Considering that polypharmacy and excessive polypharmacy are associated with a history of hospitalisation and glucocorticoid medication in patients with rheumatoid arthritis, medications during hospitalisation should be monitored, and glucocorticoids should be discontinued. Key points • The proportion of polypharmacy (five or more medications administered orally regularly) was 61%. • The proportion of excessive polypharmacy (10 or more medications administered orally regularly) was 15%. • Medications during hospitalisation should be reviewed and examined, and glucocorticoids should be discontinued.
本研究旨在确定与类风湿关节炎患者多药治疗相关的因素,包括社会方面。
我们于 2020 年 9 月 1 日至 11 月 30 日在日本一家拥有 715 张床位的地区性三级教学医院进行了这项单中心、横断面研究。多药治疗定义为口服常规给予五种或更多种药物,过度多药治疗定义为口服常规给予十种或更多种药物。调查了类风湿关节炎患者的多药治疗和过度多药治疗的患病率、药物类型分布以及与多药治疗和过度多药治疗相关的因素。

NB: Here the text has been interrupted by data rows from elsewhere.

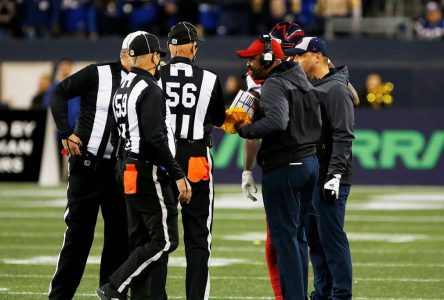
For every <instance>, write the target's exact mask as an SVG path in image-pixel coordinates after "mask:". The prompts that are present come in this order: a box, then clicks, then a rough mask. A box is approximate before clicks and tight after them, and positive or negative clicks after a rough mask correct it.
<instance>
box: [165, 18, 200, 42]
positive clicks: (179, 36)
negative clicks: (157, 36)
mask: <svg viewBox="0 0 444 300" xmlns="http://www.w3.org/2000/svg"><path fill="white" fill-rule="evenodd" d="M195 41H200V42H202V41H203V40H202V39H200V38H199V36H198V35H197V28H196V26H194V25H193V24H191V23H189V22H180V23H177V24H176V25H174V26H173V27H172V28H171V30H170V32H169V33H168V44H171V45H184V44H189V43H192V42H195Z"/></svg>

在 991 例患者中,多药治疗和过度多药治疗的比例分别为 61%和 15%。多药治疗和过度多药治疗与年龄较大(比值比分别为 1.03 和 1.03)、较高的健康评估问卷残疾指数(比值比分别为 1.45 和 2.03)、糖皮质激素药物治疗(比值比分别为 5.57 和 2.42)、较高的 Charlson 合并症指数(比值比分别为 1.28 和 1.36)以及内科住院史(比值比分别为 1.92 和 1.87)和其他内科诊所就诊史(比值比分别为 2.93 和 2.03)相关。此外,过度多药治疗与公共援助的存在相关(比值比为 3.80)。
考虑到多药治疗和过度多药治疗与类风湿关节炎患者的住院和糖皮质激素治疗史相关,应监测住院期间的药物治疗,并停止使用糖皮质激素。关键点•多药治疗(口服常规给予五种或更多种药物)的比例为 61%。•过度多药治疗(口服常规给予十种或更多种药物)的比例为 15%。•应审查和检查住院期间的药物治疗,并停止使用糖皮质激素。